In more mainstream Western cinema, films like Room (2015) showcase the nurturing mother as a shield against the horrors of the world. Ma (Brie Larson) creates an entire universe of imagination within a shed to protect her son, Jack, from realizing they are captives. Here, the maternal bond is entirely salvific; the mother's love preserves the son's innocence, and the son's presence gives the mother the strength to survive. Comparative Evolution: From Text to Screen
No discussion of cinema’s dark maternal relationships is complete without Norman Bates and his mother, Norma. Though Norma Bates is physically dead for the duration of the film, her psychological presence is absolute. Hitchcock uses Norman to illustrate the ultimate consequence of the devouring mother: the total erasure of the son's identity, resulting in a fractured, murderous psyche. Xavier Dolan’s Mommy (2014) bengali incest mom son videopeperonity better
Greek mythology offers other prototypes as well. Demeter and her daughter Persephone gave us the archetype of the mother who cannot let go, who would plunge the world into winter rather than accept separation. When applied to sons, this pattern produces the "devouring mother"—a figure who loves so intensely that she consumes rather than nurtures, who mistakes her son's independence for abandonment. Conversely, the mother as first teacher and moral compass appears in the story of Thetis and Achilles: the sea nymph who dips her son in the River Styx to make him invulnerable, holding him by the heel, creating both his strength and his single point of vulnerability. In more mainstream Western cinema, films like Room
In (1960), Alfred Hitchcock's classic thriller, the protagonist, Norman Bates, has a disturbingly close relationship with his mother. After her death, Norman's behavior becomes increasingly unhinged, revealing a deep-seated psychological trauma stemming from their complicated bond. Comparative Evolution: From Text to Screen No discussion
Paul Morel cannot love any woman fully because his mother has already occupied the central chamber of his heart. His relationships with Miriam and Clara are doomed not by their inadequacies but by his inability to give himself completely to anyone else. When Gertrude finally dies—and Lawrence makes clear that Paul's conflicted feelings have hastened her end—the son is left utterly adrift, walking toward the lights of the city not as a liberated man but as one who has lost his gravitational center. "Sons and Lovers" remains the definitive literary study of how a mother's love, when turned inward upon the family due to marital failure, can deform rather than liberate a son's capacity for adult intimacy.
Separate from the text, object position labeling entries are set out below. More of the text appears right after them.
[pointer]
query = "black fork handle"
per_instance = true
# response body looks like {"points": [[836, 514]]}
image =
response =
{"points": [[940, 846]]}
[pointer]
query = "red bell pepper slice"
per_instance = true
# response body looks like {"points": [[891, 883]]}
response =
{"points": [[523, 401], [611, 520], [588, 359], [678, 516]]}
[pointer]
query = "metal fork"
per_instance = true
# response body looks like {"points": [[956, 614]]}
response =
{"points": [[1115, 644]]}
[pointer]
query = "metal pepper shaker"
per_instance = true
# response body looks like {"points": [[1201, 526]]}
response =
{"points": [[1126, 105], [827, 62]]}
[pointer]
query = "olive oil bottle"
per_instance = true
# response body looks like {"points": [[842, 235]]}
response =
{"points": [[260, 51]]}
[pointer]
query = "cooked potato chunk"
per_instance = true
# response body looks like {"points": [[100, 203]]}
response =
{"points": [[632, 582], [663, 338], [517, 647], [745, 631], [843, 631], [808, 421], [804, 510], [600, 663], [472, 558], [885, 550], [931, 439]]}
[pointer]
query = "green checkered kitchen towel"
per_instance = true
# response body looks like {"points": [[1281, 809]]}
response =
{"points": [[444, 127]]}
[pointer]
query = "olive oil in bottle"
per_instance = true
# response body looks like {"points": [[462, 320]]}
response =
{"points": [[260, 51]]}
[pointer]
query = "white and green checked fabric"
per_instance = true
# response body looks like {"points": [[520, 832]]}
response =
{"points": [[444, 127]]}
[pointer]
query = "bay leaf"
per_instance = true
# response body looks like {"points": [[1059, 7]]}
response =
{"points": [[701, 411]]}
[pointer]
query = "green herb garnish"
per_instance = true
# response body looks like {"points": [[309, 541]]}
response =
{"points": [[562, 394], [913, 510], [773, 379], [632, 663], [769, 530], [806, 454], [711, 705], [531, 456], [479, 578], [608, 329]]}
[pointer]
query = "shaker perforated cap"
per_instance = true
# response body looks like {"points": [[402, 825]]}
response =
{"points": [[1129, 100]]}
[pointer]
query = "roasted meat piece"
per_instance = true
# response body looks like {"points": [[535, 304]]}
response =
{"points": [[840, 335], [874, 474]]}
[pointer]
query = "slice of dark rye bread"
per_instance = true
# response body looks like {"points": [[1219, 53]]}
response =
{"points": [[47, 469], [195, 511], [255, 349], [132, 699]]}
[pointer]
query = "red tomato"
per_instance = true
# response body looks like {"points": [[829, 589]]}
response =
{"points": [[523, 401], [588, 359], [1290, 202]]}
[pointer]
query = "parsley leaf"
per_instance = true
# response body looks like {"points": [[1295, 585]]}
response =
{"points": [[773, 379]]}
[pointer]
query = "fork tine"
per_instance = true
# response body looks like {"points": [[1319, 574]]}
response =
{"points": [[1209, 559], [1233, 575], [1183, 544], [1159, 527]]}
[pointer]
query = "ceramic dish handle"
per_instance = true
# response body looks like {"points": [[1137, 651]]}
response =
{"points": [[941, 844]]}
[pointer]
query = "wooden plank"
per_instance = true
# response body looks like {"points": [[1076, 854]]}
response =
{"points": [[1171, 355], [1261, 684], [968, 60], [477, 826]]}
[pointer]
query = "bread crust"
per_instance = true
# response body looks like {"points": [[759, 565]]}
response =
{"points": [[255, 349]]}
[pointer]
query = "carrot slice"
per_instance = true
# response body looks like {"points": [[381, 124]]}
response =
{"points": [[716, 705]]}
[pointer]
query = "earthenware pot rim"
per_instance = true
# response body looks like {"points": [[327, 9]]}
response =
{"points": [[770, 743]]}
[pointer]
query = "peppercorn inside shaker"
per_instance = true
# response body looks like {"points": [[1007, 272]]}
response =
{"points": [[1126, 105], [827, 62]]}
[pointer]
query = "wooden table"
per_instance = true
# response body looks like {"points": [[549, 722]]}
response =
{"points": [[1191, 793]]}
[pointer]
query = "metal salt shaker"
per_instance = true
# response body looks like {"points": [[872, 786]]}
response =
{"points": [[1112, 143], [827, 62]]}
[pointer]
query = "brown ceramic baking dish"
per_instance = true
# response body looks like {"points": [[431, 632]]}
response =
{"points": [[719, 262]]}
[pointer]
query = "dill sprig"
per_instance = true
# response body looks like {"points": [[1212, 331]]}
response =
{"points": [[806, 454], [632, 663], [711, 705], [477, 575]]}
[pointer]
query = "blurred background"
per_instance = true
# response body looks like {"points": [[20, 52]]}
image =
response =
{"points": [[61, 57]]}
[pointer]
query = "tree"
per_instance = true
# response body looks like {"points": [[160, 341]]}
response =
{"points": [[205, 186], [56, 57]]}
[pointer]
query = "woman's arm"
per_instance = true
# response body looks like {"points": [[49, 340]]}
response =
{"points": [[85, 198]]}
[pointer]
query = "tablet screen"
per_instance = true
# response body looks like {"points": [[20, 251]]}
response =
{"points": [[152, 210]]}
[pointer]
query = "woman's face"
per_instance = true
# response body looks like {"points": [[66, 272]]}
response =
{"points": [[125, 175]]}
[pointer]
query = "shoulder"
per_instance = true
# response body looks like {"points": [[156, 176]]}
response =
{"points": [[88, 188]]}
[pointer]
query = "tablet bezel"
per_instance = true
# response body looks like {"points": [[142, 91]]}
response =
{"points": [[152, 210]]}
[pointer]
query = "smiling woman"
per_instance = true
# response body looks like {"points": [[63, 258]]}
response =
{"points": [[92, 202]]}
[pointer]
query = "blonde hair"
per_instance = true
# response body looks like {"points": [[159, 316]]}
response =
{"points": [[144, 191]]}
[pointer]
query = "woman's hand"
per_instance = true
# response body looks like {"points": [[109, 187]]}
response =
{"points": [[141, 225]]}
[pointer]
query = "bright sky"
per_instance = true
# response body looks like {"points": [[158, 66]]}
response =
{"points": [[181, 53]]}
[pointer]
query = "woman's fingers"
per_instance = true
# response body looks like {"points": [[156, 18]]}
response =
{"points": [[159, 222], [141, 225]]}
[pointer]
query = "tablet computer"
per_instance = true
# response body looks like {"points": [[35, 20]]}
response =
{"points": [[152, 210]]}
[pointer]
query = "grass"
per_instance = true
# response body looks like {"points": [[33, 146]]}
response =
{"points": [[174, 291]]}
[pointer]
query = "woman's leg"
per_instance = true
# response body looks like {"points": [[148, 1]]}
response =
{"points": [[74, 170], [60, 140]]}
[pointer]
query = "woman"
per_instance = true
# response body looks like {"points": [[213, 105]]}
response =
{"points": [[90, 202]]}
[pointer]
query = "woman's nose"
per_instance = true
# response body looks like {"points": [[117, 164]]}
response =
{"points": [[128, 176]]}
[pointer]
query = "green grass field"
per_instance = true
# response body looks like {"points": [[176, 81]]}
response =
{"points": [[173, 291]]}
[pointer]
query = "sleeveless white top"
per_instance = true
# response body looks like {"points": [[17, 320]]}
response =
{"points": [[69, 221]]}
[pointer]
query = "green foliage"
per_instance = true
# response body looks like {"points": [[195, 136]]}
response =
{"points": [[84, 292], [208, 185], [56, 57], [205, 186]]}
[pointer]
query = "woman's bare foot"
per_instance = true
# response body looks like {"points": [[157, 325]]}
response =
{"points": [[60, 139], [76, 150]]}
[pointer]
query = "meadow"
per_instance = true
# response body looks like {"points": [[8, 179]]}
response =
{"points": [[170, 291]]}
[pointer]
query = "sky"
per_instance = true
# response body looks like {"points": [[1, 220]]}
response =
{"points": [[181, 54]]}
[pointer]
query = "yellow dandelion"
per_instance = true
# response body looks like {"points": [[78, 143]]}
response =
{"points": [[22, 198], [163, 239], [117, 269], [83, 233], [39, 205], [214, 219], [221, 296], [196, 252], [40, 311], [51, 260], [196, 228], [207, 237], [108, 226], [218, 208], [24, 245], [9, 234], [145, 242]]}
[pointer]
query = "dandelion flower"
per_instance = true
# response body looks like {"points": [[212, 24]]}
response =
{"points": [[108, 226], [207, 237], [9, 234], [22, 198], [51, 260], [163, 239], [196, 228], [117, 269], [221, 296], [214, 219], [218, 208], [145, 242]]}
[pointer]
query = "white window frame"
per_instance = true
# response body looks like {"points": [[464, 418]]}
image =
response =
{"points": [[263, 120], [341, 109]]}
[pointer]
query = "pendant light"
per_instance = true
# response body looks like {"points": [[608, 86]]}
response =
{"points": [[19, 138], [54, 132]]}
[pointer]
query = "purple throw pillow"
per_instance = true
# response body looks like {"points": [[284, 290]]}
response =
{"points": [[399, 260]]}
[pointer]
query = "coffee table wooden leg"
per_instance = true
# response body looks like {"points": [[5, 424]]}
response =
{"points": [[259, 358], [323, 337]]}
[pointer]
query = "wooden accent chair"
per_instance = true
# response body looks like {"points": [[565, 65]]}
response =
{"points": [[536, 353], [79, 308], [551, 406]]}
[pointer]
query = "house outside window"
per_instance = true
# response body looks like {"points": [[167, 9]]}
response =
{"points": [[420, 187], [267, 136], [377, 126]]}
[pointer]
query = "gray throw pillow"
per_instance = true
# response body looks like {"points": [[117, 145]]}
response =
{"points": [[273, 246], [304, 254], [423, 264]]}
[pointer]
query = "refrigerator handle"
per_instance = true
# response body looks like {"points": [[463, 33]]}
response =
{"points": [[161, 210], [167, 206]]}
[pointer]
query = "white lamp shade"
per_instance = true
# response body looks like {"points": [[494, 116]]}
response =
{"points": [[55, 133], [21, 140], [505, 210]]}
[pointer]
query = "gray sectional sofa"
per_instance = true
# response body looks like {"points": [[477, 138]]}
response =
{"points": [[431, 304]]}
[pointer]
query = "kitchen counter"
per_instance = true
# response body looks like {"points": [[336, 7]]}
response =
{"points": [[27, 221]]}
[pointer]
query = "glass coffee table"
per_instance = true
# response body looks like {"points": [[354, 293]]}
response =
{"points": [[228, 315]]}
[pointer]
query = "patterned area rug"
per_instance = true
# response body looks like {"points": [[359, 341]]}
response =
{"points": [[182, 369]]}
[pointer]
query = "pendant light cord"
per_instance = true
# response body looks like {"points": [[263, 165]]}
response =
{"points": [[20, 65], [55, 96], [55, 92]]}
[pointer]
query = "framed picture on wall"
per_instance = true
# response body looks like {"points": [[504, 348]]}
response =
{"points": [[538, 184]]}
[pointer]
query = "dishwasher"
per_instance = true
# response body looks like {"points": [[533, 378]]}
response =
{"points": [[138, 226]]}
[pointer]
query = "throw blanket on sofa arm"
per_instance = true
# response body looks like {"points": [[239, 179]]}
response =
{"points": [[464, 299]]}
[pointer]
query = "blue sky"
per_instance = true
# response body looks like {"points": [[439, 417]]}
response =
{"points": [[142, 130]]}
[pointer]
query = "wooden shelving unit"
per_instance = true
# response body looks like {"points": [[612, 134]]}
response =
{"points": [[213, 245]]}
I should avoid a simple list. Instead, build a narrative. Start with the foundational myths like Oedipus to establish the ancient roots. Then move to 19th-century novels like Sons and Lovers for the Oedipal complex in modern lit. For cinema, key films like The Manchurian Candidate, Psycho, and more recent dramas like Lady Bird and The Whale. Need to highlight different dynamics: the smothering mother, the absent mother, the ally, the adversary.